Detrás del cierre de las oficinas públicas se escondería algo peor que lo que dijo alguna vez la vicepresidenta de la Nación: un gobierno que no gobierna. Hay una gestión que solo mira cifras de contagios y ocupación de camas y que, a pesar de ese enfoque unidireccional, no puede exhibir más que un fracaso en materia sanitaria. A un año de la cuarentena y frente a una segunda ola inexorable, tenemos pocas vacunas y muchos casos, hay hasta escasez de oxígeno, y la Argentina se ubica (según un ranking de Bloomberg) en una penosa posición internacional por su manejo de la pandemia. Pero detrás del trágico telón de la catástrofe sanitaria hay una administración sin rumbo, sin políticas educativas, sin planificación estratégica, sin innovación, sin planes de obras ni de hábitat, sin cobertura de juzgados vacantes (por lo menos 600 están acéfalos en la provincia), sin debates legislativos, sin iniciativa en materia penitenciaria ni en gestión cultural ni en cuestiones de energía o de medio ambiente. Hay un gobierno provincial obsesionado con la pelea política con la ciudad de Buenos Aires y encerrado en un fallido fundamentalismo sanitario. No mira más allá. El encierro del gobernador ha dejado, incluso, de ser metafórico: se puede observar en el corazón de La Plata, que sin actividad universitaria ni administrativa ni cultural se ha convertido en una capital inerte.
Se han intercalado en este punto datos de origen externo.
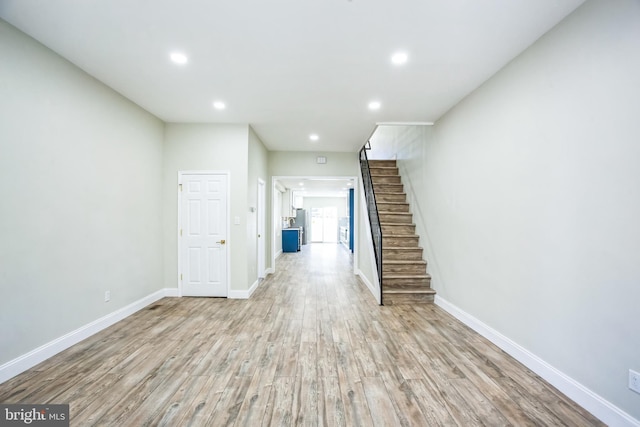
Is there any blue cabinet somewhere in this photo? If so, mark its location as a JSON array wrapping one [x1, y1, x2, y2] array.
[[282, 228, 300, 252]]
Allí el gobernador ha levantado muros de rejas alrededor de su residencia oficial. En nombre del Estado presente, se ha adueñado de una calle para él y su familia. No es solo una metáfora. Es la imagen real de un cerco (otro más) que ha levantado el Estado provincial y contra el cual se chocan, todos los días, los ciudadanos bonaerenses. Para pasar el cerco se necesita ser amigo del poder.